Didacienne’s ray of hope came when she was mobilized together with other farmers in Bugesera District, Rukumberi Sector to attend trainings on adopting good agriculture practices to improve nutrition for women and children and adopting practices resilient to harsh climate change.

“Acquiring knowledge by practice about Maternal Infant and Young child nutrition was a life-time eye opener for me and my community as well as my children, we now know that, it is possible to ensure proper nutrition for a smallholder farmer with limited production’’ Didacienne said with a smile.

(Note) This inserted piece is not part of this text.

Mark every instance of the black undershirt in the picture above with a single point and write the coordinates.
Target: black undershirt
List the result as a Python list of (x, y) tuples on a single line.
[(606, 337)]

Whenever she needed nutritious vegetables, she would have to buy from the market not knowing it could easily be done in her compound. “Establishing a home garden was made simple because the community trainers who trained us did it practically with us- so we learnt by doing,’ ’she narrated.

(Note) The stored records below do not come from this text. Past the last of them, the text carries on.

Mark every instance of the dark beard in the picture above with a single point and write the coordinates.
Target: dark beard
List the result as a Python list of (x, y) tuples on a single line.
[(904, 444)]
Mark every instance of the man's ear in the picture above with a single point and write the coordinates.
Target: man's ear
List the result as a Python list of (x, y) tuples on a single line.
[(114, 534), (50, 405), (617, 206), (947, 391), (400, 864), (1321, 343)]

The technical knowledge provided to Didacienne together with other farmers in 10 districts of Rwanda was made possible through the Feed the Future program of Hinga Weze which aims to sustainably improve agricultural productivity, increase smallholder farmers’ income, improve nutritional status of Rwandan women and children. The practical trainings focus on helping farmers acquire skills and implement initiatives that transform their perceptions on nutrition-sensitive activities.

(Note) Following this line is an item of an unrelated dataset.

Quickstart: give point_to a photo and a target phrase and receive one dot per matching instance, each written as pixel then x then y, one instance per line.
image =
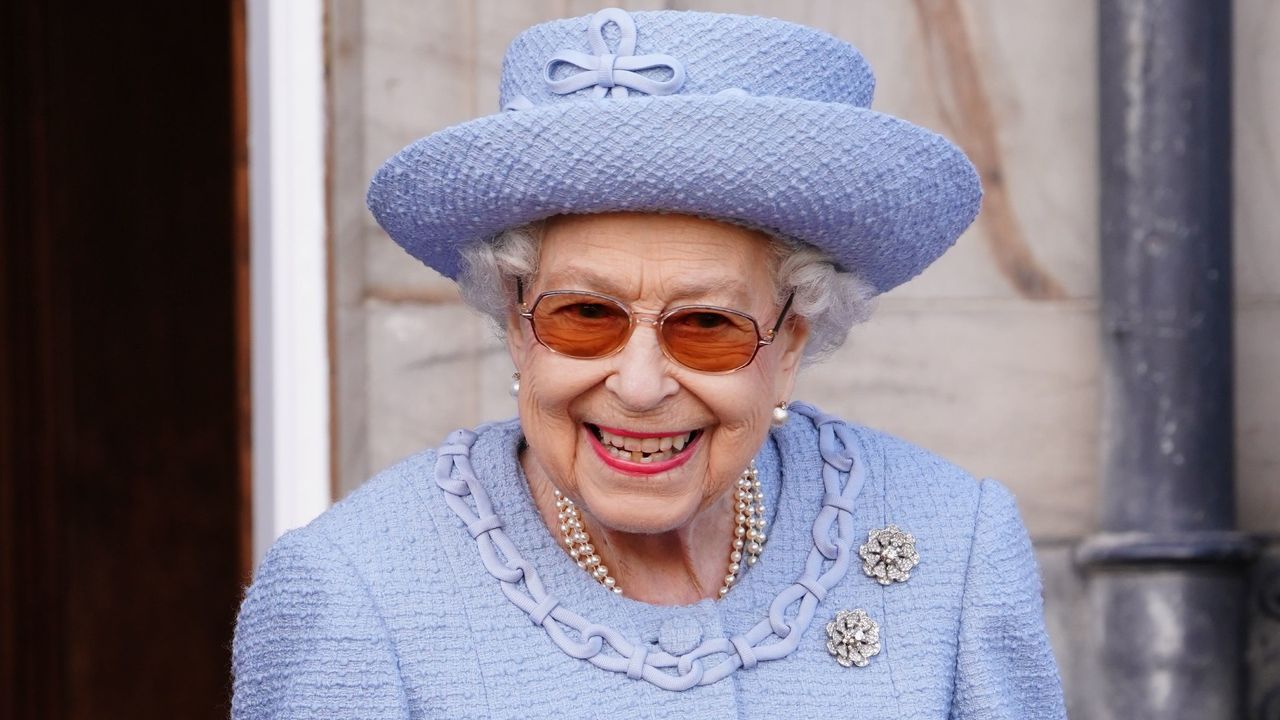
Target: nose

Mothers in Nyabihu district feed their babies after cooking sessions with nutritious food prepared by community health workers

Hinga Weze operates its activities in 10 districts and the nutrition activity has trained farmers in essential nutrition concepts, maternal feeding practices, optimal complementary feeding practices, cooking practices and the establishment of kitchen or home gardens to diversify diet at the household level, including basic budgeting principles to increase consumption of nutrition foods.  Hinga Weze aims to reach a 40% increase in the percentage of children 6-23 months receiving a minimum acceptable diet (MAD), and a 40% increase in the prevalence of women of reproductive age (15-49) consuming targeted nutrient-rich value chain crops.

In the last three months, Hinga Weze has trained 17,912 households on nutrition sensitive agriculture through Farmer Field School (FFS) and Community Farmer promoters (FPs). In addition, 1,484 home gardens were established and Hinga Weze distributed vegetable seeds (carrots, beetroots, red and yellow onions, cabbages, amaranths, spinach) and fruit seeds (watermelon) as part of the support to the household level benefitting 200 farmers who received improved seeds. One of the beneficiaries for this support was Didacienne.

“I look forward to saving money which I used to buy vegetables for my family as well as having the dietary requirements from my home garden which I planted after acquiring knowledge on proper nutrition,” she shared.